Политсан. Продолжение 15

Василий Тихоновец
***

Берега полудикой реки, медленно проплывающие мимо перегруженной лодки, узнать стало почти невозможно. Могучие мёртвые лиственницы обернулись живыми красавицами, одетыми в новенький ярко-зелёный ситчик. На невысоких хребтиках, изредка подходящих вплотную к правому берегу Тетеи, росли короткоствольные сосны с корявыми сучьями и короткой, чуть желтоватой, хвоей. Особенно жалко они выглядели прошедшей зимой, но сейчас заметно повеселели и распушились. И даже чёрные ели смотрели на ожившую реку не так мрачно и хмуро, хоть и стояли в непроходимых наволоках, которые кое-где были ещё залиты вешней водой.

До балагана Дим Димыча река была всё-таки знакома, и я думал о Сергее Ермолове и непонятных причинах его выхода из коммуны. Те зелёные мысли уже давно стали пожелтевшими листками из дневника – никому не нужной трухой моего личного опыта.  Только здесь, в камере, через три десятка лет, мне совершенно случайно удалось произнести, надеюсь, не вслух, а только в мыслях, правильное слово – единоличник.

Это слово исторически и накрепко прилепилось к слову крестьянин ещё со времён насильственной коллективизации.
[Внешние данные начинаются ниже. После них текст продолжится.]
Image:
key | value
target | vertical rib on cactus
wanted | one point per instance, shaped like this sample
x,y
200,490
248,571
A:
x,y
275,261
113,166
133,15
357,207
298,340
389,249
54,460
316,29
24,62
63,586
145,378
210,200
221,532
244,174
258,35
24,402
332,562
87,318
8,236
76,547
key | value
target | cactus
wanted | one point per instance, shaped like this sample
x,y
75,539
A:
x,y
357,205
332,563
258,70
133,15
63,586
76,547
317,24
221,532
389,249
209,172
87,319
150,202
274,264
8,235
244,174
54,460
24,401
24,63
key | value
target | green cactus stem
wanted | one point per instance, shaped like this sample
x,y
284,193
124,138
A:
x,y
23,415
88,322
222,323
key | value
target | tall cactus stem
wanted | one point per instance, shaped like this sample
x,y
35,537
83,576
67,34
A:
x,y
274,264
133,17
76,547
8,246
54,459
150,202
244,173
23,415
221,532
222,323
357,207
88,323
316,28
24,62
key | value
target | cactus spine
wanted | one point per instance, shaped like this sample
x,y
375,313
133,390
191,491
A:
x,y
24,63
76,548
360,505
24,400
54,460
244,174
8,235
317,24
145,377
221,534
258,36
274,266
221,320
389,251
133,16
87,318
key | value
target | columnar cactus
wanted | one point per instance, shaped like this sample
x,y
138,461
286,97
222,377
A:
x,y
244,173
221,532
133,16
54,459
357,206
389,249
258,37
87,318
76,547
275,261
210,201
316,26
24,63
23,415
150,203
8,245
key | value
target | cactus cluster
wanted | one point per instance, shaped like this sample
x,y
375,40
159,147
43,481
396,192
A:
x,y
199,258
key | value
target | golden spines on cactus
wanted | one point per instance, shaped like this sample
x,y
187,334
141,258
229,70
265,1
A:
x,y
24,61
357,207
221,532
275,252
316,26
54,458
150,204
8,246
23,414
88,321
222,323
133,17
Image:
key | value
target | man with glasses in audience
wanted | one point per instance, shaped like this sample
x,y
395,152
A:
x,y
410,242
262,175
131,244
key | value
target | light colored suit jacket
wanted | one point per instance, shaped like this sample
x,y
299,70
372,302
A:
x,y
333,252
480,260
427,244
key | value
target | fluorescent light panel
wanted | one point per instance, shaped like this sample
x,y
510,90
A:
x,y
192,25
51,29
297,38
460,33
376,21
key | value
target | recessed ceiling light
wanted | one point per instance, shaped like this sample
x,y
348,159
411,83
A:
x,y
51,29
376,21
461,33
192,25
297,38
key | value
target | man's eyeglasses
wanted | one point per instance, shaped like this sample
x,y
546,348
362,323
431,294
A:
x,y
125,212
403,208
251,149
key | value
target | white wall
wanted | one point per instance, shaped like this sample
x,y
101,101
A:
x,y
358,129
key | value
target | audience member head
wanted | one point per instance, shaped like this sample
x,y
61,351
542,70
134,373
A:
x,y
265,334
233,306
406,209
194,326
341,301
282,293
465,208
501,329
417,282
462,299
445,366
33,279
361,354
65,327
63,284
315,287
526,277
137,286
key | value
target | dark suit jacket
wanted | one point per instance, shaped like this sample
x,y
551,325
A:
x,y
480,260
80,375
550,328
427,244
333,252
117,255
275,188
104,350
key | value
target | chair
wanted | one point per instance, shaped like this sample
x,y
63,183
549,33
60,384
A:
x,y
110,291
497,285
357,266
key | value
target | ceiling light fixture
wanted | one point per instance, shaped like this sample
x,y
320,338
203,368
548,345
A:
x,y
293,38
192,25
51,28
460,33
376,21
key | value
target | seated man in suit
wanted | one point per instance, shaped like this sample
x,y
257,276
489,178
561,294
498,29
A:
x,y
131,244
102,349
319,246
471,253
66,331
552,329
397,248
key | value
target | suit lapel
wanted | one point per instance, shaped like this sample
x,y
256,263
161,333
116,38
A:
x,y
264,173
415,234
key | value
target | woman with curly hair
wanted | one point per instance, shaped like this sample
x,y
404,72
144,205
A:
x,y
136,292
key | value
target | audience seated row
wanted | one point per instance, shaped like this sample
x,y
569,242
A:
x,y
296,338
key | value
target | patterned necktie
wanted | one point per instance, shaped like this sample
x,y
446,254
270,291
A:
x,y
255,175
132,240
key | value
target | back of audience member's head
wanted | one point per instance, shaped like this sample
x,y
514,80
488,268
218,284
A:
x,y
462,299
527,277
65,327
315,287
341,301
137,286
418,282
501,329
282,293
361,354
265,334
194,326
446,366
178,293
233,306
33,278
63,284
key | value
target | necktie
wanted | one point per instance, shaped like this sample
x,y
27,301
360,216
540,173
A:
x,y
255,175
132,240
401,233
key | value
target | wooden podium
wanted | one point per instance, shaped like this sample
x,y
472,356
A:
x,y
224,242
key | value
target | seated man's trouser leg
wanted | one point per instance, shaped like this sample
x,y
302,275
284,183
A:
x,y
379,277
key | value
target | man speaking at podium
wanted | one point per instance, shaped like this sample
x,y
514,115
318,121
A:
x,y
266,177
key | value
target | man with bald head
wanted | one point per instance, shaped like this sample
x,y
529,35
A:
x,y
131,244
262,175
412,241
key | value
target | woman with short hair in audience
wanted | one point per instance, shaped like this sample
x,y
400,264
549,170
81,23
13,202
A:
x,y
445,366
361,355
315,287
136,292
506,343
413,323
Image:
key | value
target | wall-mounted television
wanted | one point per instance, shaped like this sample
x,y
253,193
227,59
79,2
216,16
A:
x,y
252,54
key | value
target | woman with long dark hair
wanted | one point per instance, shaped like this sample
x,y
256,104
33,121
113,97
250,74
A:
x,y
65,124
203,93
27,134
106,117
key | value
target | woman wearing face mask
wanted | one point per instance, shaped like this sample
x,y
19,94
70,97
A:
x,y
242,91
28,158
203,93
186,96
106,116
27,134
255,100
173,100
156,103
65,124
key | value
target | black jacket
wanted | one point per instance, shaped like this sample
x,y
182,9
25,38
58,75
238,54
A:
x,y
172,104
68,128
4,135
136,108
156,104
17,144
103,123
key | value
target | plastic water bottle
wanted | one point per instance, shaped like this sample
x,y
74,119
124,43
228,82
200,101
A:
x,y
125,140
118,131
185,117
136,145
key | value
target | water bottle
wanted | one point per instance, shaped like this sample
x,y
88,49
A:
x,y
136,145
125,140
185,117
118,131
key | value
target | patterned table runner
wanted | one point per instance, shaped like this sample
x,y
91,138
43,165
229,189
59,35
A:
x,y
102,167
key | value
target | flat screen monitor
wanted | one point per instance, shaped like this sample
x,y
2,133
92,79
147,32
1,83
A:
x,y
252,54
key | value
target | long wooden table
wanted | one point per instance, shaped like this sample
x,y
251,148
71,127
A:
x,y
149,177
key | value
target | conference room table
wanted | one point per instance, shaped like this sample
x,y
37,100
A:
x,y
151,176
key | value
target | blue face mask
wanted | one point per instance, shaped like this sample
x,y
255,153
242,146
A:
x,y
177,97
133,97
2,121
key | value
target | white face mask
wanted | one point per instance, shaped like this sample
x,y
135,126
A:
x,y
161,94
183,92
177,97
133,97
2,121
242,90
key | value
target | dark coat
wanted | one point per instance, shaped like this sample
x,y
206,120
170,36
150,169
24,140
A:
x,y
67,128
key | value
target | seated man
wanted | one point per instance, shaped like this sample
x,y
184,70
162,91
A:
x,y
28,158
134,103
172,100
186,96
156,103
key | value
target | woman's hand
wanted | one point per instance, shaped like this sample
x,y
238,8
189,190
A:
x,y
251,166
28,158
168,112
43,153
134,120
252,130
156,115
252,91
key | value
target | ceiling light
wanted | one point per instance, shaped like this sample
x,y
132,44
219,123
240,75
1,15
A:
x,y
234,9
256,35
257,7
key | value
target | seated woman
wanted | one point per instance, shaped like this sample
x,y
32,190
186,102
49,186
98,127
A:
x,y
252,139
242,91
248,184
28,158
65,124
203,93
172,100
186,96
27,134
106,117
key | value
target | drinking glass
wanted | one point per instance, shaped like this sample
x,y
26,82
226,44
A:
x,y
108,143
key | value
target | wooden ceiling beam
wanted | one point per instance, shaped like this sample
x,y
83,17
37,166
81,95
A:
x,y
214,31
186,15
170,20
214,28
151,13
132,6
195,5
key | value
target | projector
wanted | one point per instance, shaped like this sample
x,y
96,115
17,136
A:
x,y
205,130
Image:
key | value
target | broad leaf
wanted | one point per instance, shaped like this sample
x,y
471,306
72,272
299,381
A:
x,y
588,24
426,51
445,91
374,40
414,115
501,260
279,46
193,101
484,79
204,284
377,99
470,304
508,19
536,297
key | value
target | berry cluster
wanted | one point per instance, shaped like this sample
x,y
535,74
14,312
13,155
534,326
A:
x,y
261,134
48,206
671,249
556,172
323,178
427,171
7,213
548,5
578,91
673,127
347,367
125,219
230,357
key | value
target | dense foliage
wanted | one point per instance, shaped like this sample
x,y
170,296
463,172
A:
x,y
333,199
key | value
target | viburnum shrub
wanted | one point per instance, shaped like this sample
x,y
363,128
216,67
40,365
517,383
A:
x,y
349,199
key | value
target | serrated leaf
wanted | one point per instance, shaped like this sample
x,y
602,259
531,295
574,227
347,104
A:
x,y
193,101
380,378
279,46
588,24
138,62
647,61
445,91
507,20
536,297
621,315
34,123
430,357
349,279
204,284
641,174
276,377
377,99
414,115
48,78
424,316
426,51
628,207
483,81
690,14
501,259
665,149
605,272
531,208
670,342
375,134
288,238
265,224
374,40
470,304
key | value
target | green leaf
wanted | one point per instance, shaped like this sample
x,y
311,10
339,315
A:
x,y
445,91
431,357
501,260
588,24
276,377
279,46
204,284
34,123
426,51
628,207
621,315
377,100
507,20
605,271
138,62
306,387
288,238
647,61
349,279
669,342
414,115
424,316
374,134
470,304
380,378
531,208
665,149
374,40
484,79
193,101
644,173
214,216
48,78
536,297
Крестьянин, по природе своей – единоличник. Более или менее удачливый. Плоды тяжкого труда – его бесспорная собственность. Посягнувший на неё – вор и лютый враг. Принимая то или иное единоличное решение, крестьянин рискует благополучием своей семьи. Но ежедневный выход на собственное поле или луг, чтобы пахать, сеять, косить или убирать урожай, всё-таки не является сколь-нибудь опасным для жизни.

Что же говорить о профессиональном охотнике, если занятие промыслом зверя и птицы – более древнее и опасное, чем возделывание земли? Кто из них больший единоличник?
Уставший крестьянин, покидающий поле с заходом солнца, чтобы вернуться в родную избу к горячему чугунку щей и горшку с гречневой кашей?
Или охотник, который выходит из зимовья на своё безмолвное «поле», прекрасно понимая, что если отвернётся фарт и случится беда, то у него есть реальные шансы обратно в избушку не вернуться. Что он может погибнуть, и никто, кроме равнодушной тайги, не услышит его бесполезные мольбы о помощи. 
Кто же больше ценит добычу, как результат каторжной работы?
Кто из двух, скорее, зверь, нежели человек?

Чернобородый и молчаливый Сергей Ермолов единоличником родился.
Он работал егерем в одном из охотничьих хозяйств Кировской области и учился на факультете охотоведения заочно. Сергей самым естественным образом – через здоровенный кусок лосятины – прибился к нашей студенческой коммуне во время очередной сессии. Он выложил замороженный оковалок на стол и честно сказал, что егерская зарплата очень маленькая и с деньгами у него туго, а вот с мясом и картошкой проблем нет. И если мы не против, то он бы хотел войти в нашу компанию, вложив свою долю натуральными продуктами.
Понятное дело, никто и не возражал.

Среди факультетских преподавателей Сергей считался настоящим практиком, работающим «на земле». Если для всех нас, витающих в облаках и мечтах о настоящем промысле, «техника добычи охотничьих зверей и птиц» была одной из главных теоретических дисциплин, то для него этот предмет уже давно стал повседневной, или, как он выражался, «обыденной» жизнью.   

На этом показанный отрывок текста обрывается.